喘息の合併が疑われるケースでは吸入ステロイドも使います。
張り薬や飲み薬もありますが、主に吸入薬を使います。効果的に吸入する為に一旦息を吐き出してから深呼吸するようにゆっくり深く吸うことが大切なポイントです。
呼吸リハビリ
呼吸が苦しいとどうしても速く行動しがちです。
首や肩の筋肉を使う胸式呼吸になっている方が多いです。
これでは体力を消耗し息切れしやすく呼吸に関係する筋肉に負担がかかり、こわばってしまいます。呼吸も浅くなり十分なガス交換が出来ずさらに苦しくなる悪循環になります。
- 首や肩のストレッチをしてこわばった筋肉をほぐしていきましょう。
- 腹式呼吸を行い肺のすみずみまで空気の入れ替えをすることで体力の消耗を少なく出来ます。
- 口すぼめ呼吸(鼻から息を吸い口をすぼめて長く吐く呼吸法)と合わせることで呼吸困難からの回復が早くなります。
- 息苦しいため歩行量が減ることより下肢筋力が低下します。

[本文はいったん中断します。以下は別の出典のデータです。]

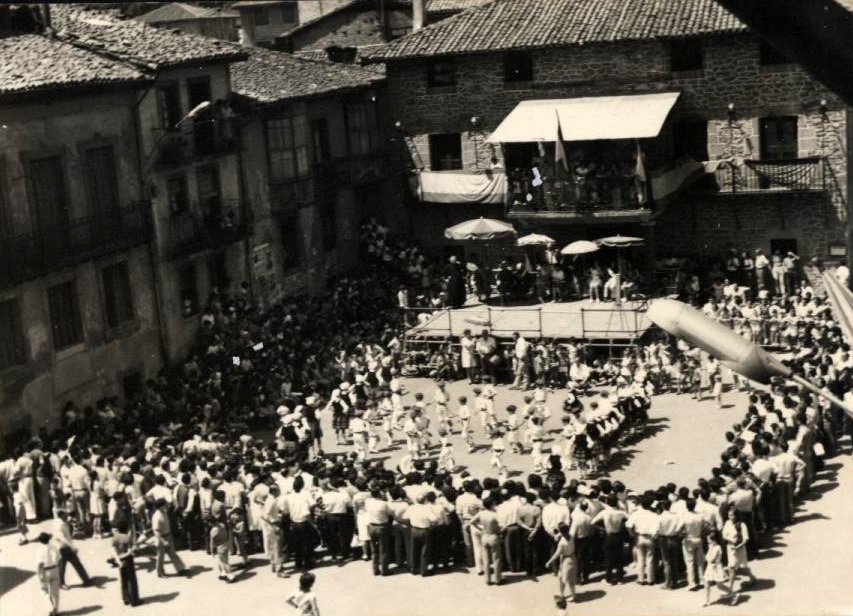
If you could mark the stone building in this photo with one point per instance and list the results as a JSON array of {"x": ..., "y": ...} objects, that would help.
[
  {"x": 189, "y": 157},
  {"x": 315, "y": 166},
  {"x": 212, "y": 22},
  {"x": 739, "y": 148},
  {"x": 78, "y": 314},
  {"x": 261, "y": 21}
]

その結果ますます動けなくなるため下肢筋力を鍛えることも呼吸リハビリに必要です。
在宅酸素療法
薬物療法を行っても息苦しさが続き食欲が落ち眠れないなど生活に支障をきたす場合に行います。鼻カニューラというチューブを鼻につけ常に酸素ボンベを持ち歩けば外出や旅行も可能です。保険が適応されます。
在宅人工呼吸療法
上記の治療を行っていても頭痛がしたり、睡眠はとれているのに疲労感を感じたり、高二酸化炭素血症、呼吸困難、体重増加、下肢の浮腫がある場合導入することがあります。人工呼吸器【鼻マスク】を使うことで横隔膜の負担を減らし、疲労が軽減し息切れや睡眠の改善、生活の質の改善につながります。保険が適応されます。
日常生活の注意点
- 第一に禁煙することが重要です。
- 感染により増悪しやすいのでインフルエンザワクチンや新型コロナワクチン、肺炎球菌ワクチンなど接種することが推奨されています。しっかりと手洗いやうがいを心がけましょう。
- 食事中に息苦しくなったり、すぐ満腹になる等栄養も不足しがちです。高カロリー・高たんぱく・栄養バランスのとれた食事を少量ずつでも回数を増やしゆっくりたべましょう。市販の栄養補助食品やおやつの間食をしたり、ジャムやマヨネーズ等の調味料でカロリーアップをめざしましょう。ただし、塩分の取り過ぎには注意が必要です。
- 急性増悪と言って咳や痰の増加、息切れなどの症状が急に悪くなってしまう事があります。痰の色が透明から黄色や緑になる、動かなくても息切れする、全身の痛みや熱が出ることもあります。我慢せず早めに病院に連絡をして対処する事が大切です。
最後に…
喫煙者に多い病気で、タバコを吸っているから、年のせいだからと思って受診するタイミングが遅れると治療も遅れます。
症状を軽くすることはできますが治る病気ではありません。
一生付き合わなければならないので、少しでも息苦しくなく過ごせるようにかかりつけ医の治療を継続してください。
そして喫煙している方は禁煙してください。